See that unassuming square of text at the bottom of page two of today’s Financial Times? No, not the one about Lord Freud. The one to the left of it, with the headline “PM wins battle to give final nod for top civil service posts”. It may not sound particularly thrilling, not like a record fall in unemployment or a puffed-up row about what someone said at a fringe meeting. But it’s still one of the most significant political stories of the day.
This is the happy conclusion of an unhappy struggle between ministers and senior officials. The latter have generally opposed giving the former more sway in the appointments process. They liked the existing set-up by which, when a new permanent secretary was required, the Civil Service Commission presented a single candidate to the Prime Minister, who could then accept or reject their choice. Anything else, they said, would mean politicisation of the Civil Service.
But now that resistance has been overcome – at least in part. From now on, the Civil Service Commission will present a final list of candidates to the Prime Minister, who will then be able to do the prime-ministerial thing and choose for himself. Certain “safeguards” will have to be upheld, however. The Civil Service Commission will still, for instance, decide who is suitable for that final list. If they think that only one person is up to the job, then the list will be only one name long.
I know that doesn’t make this measure sound like much. But, in a way, it’s more important for what it says than for which candidates end up in which particular jobs. And what does it say? That the Prime Minister is in charge. That senior civil servants owe him their jobs. And that they’d better be bloody good at them in return. The old presumptions of the Civil Service will not do.

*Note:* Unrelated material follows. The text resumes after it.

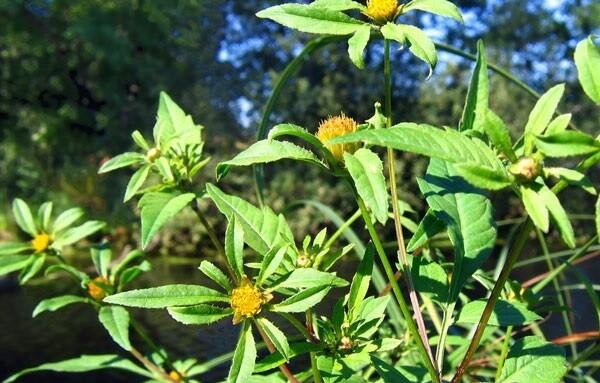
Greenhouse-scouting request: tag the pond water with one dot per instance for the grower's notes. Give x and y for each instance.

This was a major theme in the Cabinet Office’s recent “progress report”, in which Francis Maude lamented that “it is apparent that insufficient change has been made to the culture of the Civil Service”. And it was there, too, in the appointment of John Manzoni as Whitehall’s chief executive. As I wrote last week, Manzoni is a sort of new model civil servant: reform-inclined and business-brained.
And one of the best features of these changes is that they are supported right across the political spectrum. The IPPR has made the case for the Prime Minister selecting permanent secretaries in this new way. And Labour’s Michael Dugher backed the idea in a speech last month. In fact, this might be why the Civil Service agreed to it in the end. They knew they’d have to eventually, whoever wins in 2015.